Lately, I’ve been thinking about God’s timing. More specifically, I’ve been thinking about how His time table often doesn’t jive with mine. We live in a culture that has become accustomed to instant gratification. Want a meal now? Go through a drive through or pop something frozen into the microwave. Want to know something? There’s a video about it on YouTube. There’s nothing wrong with these things. I like a good McDonalds hamburger and I just started a YouTube channel. However, this culture of instant gratification has created a culture of impatience. That isn’t good.
All this impatience reaches every corner of our life, including our relationship with God.

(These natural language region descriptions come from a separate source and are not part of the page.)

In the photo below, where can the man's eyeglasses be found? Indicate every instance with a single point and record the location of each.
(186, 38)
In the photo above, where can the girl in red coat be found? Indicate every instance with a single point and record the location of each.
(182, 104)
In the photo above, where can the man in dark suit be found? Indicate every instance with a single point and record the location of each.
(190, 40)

Often, when we pray for a solution to a problem, we want the solution to be in our way and on our time table. When that doesn’t happen, we often don’t understand what the heck God is up to and, in trying to help us, friends will sometimes quote Bible verses, which is good. Those verses are often taken out of context, which is bad. I want to look at one of those verses.
Jeremiah 29
11 For I know the thoughts that I think toward you, says the Lord, thoughts of peace and not of evil, to give you a future and a hope.
When people are going through trying times, we sometimes will quote this verse, trying to convey the sentiment that better times are probably just around the corner. However, that was not the sentiment that God was conveying to the people of Israel here.

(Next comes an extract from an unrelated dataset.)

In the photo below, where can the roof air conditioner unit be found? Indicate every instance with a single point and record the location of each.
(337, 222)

When God said this, the people of Judah were about to be conquered by Babylon and carried away into captivity that would last for 70 years. This was God’s punishment for the idolatry they had fallen into and His way of curing them of that idolatry. The pain had a purpose. They ended up coming back to a right relationship with God but it took time. God did bring them back out of captivity, after 70 years, once His purposes had been accomplished.
Fortunately, most of the seasons of pain we have to endure don’t last for 70 years but they do often last a long time, sometimes a very long time, sometimes even a lifetime. Just like when Babylon conquered Judah, the pain will last until God’s purposes are accomplished. And, just as then, we will end up better off as a result of the pain. We must do our best to remember that when we’re so bent on God doing things on our time table.
So, remember, God wants even better things for you than you want for you but He is looking at the eternal prospective and, if you think the way I too often think, you are probably taking a much shorter term prospective. Looking at the eternal prospective changes things. Be still and know that He is God (Psalm 46:10). Trust Him and let Him teach you as He walks with you through the hard times. Better things may be just around the corner or maybe not. Regardless, if you are His child, things will be better than you can now imagine for eternity. Rest in that truth and take comfort from it.